“Y si vienes a morir a Puerto Trakl,
no bebas de mi vino”, dijo el tabernero.
Este bar no es la morgue de los ángeles
ni el cementerio de los fantasiosos.
Muchos hombres han cruzado el océano
por un jarro de cerveza, por una copa
de ginebra caliente.
Nadie aquí tiene patria ahora y navegar
cansa más que la nostalgia y el amor.
Escucha, solo escucha el estruendo del oleaje,
mientras el mirlo clama
entre las ramas y el viento.
Como una manera triste de predecir
miro el paso de las nubes sobre el puerto.
Sé que mi suerte no está
en ninguno de esos nimbos que regresan al mar
movidos apenas por el viento de la literatura.

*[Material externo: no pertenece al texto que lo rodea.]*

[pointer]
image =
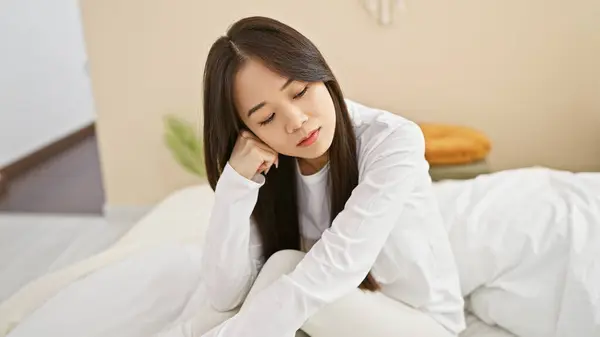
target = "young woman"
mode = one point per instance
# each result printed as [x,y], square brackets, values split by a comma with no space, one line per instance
[295,166]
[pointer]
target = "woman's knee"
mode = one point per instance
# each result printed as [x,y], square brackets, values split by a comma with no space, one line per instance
[284,260]
[280,263]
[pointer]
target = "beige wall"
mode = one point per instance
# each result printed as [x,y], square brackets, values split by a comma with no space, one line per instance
[525,72]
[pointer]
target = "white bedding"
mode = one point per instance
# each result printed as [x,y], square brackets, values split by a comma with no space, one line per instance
[527,244]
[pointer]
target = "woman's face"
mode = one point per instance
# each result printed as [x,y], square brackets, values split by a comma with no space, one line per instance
[294,118]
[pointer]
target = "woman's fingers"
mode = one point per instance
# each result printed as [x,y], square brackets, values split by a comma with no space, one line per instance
[269,158]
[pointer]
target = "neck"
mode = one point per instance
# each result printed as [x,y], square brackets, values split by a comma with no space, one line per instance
[312,166]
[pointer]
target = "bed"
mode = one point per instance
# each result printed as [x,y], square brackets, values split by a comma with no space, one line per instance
[478,213]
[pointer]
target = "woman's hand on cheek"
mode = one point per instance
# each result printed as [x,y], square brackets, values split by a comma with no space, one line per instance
[251,156]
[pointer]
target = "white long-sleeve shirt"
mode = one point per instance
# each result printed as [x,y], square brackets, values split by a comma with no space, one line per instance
[390,225]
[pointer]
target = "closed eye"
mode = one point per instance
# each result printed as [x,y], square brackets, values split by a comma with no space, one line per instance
[301,93]
[268,120]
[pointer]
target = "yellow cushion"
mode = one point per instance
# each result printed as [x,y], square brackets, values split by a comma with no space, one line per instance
[454,144]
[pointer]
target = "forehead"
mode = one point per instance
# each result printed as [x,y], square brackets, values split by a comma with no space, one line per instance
[255,83]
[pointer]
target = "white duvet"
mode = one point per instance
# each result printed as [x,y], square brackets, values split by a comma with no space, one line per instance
[527,243]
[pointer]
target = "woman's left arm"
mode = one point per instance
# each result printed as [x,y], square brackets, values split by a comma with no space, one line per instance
[346,252]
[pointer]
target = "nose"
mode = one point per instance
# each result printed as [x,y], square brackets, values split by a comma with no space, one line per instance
[296,118]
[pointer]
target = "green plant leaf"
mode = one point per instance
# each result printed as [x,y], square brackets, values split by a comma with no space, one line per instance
[185,145]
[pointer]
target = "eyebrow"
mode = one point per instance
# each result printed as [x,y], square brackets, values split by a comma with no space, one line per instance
[261,104]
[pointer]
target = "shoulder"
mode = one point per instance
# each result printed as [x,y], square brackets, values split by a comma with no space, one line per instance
[379,131]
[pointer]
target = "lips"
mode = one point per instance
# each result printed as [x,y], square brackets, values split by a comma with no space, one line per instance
[310,139]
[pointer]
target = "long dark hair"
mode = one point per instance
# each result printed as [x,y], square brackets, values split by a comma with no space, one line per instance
[286,52]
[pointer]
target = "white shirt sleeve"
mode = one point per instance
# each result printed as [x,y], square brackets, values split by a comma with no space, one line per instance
[343,256]
[232,253]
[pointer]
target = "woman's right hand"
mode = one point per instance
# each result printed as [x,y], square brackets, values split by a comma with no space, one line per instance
[251,156]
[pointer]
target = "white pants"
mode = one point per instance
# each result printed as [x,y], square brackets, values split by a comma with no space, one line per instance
[161,290]
[356,315]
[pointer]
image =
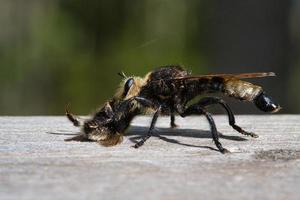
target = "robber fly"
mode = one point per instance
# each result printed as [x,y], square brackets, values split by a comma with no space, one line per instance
[167,91]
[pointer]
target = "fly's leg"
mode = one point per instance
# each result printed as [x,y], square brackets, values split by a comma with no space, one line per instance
[197,109]
[149,134]
[146,103]
[172,123]
[215,100]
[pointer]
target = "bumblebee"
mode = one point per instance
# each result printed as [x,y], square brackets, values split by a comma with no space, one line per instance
[168,91]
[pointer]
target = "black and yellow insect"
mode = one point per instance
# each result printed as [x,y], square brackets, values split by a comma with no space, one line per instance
[168,90]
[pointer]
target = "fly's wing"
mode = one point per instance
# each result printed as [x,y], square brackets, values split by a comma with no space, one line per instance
[229,76]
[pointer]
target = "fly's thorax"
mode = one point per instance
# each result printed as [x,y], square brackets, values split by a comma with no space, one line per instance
[241,89]
[130,87]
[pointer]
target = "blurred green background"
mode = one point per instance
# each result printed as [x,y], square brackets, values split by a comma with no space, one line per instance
[53,52]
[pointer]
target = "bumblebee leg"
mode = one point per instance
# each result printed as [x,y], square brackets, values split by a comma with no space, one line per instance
[153,122]
[215,100]
[173,125]
[198,109]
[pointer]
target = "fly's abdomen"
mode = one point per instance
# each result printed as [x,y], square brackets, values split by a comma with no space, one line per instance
[241,89]
[249,92]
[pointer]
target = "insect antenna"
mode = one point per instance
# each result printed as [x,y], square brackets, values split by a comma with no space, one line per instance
[71,117]
[122,74]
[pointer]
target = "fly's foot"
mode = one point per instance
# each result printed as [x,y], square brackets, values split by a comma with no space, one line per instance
[242,131]
[249,134]
[225,151]
[138,144]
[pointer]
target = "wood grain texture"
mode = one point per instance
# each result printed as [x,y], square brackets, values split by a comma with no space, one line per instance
[36,162]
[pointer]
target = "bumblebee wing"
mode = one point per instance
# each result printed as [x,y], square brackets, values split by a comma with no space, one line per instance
[230,76]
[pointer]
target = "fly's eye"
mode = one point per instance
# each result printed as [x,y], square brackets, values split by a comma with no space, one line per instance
[127,86]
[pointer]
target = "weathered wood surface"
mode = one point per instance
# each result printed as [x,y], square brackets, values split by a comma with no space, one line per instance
[36,163]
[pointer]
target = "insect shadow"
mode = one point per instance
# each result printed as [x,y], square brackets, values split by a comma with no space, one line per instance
[135,133]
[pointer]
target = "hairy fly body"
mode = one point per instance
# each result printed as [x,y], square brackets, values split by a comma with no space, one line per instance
[168,90]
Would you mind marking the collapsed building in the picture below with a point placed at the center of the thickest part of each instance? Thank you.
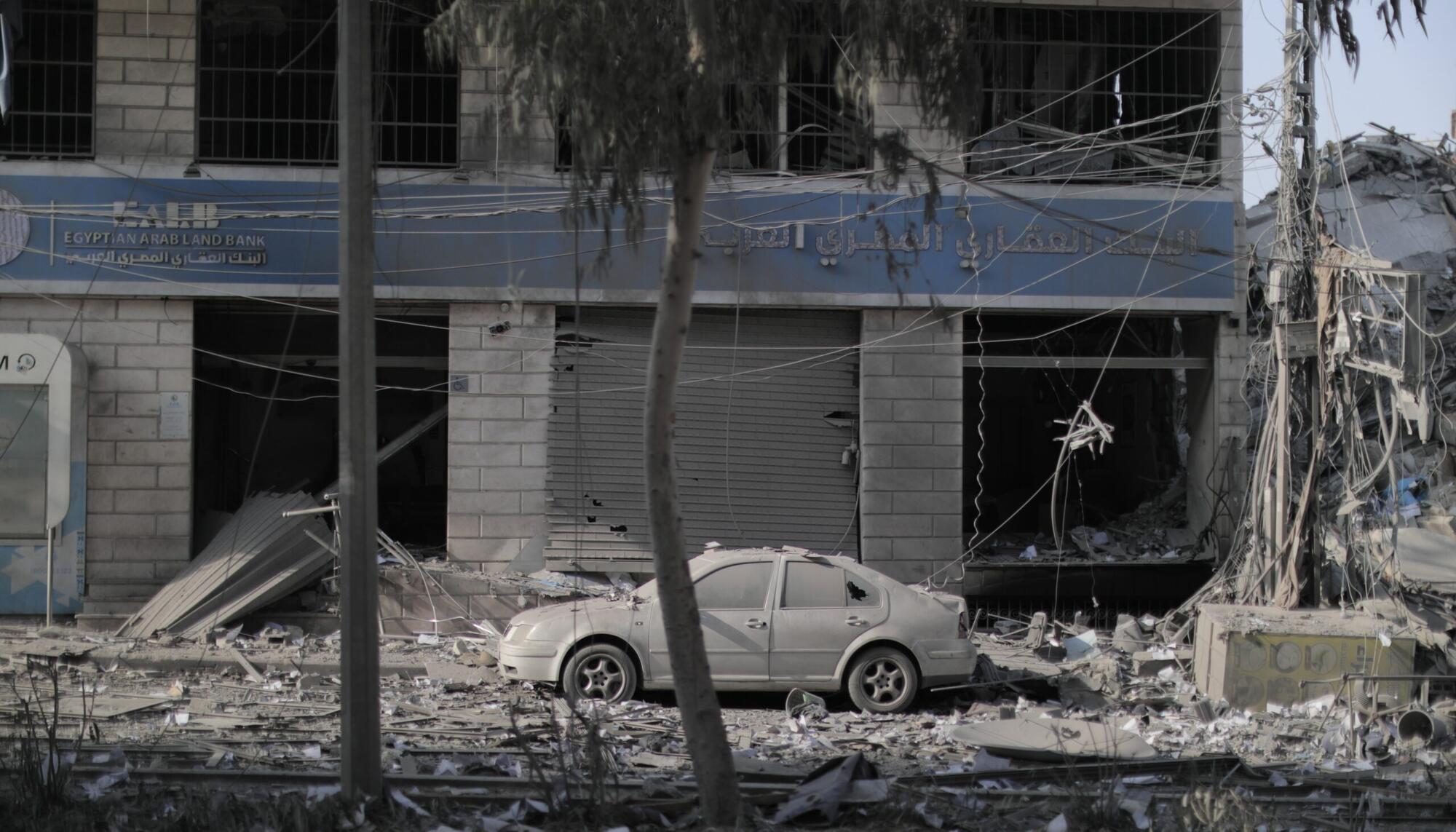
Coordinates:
(860, 379)
(1387, 495)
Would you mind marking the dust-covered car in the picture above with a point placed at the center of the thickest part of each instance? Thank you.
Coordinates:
(772, 620)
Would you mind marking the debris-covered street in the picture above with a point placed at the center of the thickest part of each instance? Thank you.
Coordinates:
(727, 415)
(1062, 729)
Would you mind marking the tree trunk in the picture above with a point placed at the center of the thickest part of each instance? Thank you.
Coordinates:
(703, 718)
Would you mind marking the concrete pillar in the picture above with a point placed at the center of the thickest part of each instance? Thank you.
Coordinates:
(912, 429)
(500, 399)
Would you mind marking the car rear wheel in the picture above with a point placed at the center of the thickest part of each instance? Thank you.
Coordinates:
(883, 681)
(601, 673)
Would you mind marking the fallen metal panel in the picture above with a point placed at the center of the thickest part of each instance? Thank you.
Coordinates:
(251, 542)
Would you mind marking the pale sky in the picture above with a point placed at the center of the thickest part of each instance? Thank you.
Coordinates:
(1409, 84)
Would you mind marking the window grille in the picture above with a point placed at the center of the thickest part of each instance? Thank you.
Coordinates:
(797, 122)
(1096, 95)
(802, 122)
(267, 90)
(53, 90)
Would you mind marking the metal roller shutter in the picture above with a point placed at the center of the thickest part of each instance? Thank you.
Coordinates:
(762, 432)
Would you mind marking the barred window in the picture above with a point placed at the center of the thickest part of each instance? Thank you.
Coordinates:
(267, 89)
(797, 122)
(53, 90)
(1096, 95)
(802, 122)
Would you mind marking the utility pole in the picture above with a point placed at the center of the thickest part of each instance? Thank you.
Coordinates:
(359, 475)
(1292, 298)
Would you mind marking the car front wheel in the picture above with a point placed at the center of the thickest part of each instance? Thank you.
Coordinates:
(883, 681)
(601, 673)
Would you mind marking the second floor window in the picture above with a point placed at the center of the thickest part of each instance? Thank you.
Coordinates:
(1096, 95)
(52, 57)
(269, 95)
(796, 122)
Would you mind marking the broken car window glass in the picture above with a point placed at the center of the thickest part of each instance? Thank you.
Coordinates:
(807, 585)
(861, 593)
(737, 587)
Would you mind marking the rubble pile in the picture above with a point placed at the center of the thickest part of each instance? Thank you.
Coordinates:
(1062, 725)
(1154, 531)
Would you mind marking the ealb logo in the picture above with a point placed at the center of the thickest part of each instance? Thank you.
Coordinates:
(24, 362)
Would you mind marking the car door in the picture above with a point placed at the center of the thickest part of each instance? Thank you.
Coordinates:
(733, 603)
(820, 611)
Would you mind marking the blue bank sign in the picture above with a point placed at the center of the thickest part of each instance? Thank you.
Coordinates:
(761, 246)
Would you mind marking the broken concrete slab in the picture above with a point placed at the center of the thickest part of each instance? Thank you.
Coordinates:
(1254, 657)
(1055, 740)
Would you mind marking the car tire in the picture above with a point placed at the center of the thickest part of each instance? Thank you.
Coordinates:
(883, 681)
(601, 673)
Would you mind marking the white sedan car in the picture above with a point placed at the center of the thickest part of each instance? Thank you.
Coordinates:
(772, 620)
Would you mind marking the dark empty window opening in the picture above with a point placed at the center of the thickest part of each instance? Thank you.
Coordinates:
(299, 429)
(1096, 93)
(1011, 431)
(796, 122)
(800, 122)
(267, 89)
(53, 89)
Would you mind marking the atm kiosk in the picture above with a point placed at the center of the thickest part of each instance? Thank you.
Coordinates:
(43, 476)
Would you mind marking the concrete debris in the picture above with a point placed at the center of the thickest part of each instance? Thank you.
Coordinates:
(1055, 740)
(1152, 533)
(261, 712)
(1257, 657)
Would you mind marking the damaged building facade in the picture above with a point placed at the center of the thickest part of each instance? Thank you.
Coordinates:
(861, 377)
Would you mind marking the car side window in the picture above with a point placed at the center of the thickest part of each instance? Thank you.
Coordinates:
(737, 587)
(860, 591)
(813, 585)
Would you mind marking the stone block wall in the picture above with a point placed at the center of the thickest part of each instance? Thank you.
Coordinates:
(146, 79)
(912, 429)
(139, 486)
(500, 399)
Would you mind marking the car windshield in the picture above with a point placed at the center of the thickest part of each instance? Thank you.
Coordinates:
(695, 568)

“Profetizar me asquea”, podría decir
y, sin embargo, allá va mi vida,
sobrepasada por pájaros que llevan
todo el tiempo del mundo entre sus alas.
Una mujer escrita en la arena,
soñada por torvos marineros desaparecidos.
La longitud de su pelo alcanza
los oscuros ojos de los peces yacentes.
El musgo de su sombra cubre
las roídas murallas de los astilleros.
“La felicidad es una sombra”, dice
mientras la tormenta imaginaria inunda
los quebrados ventanales del puerto.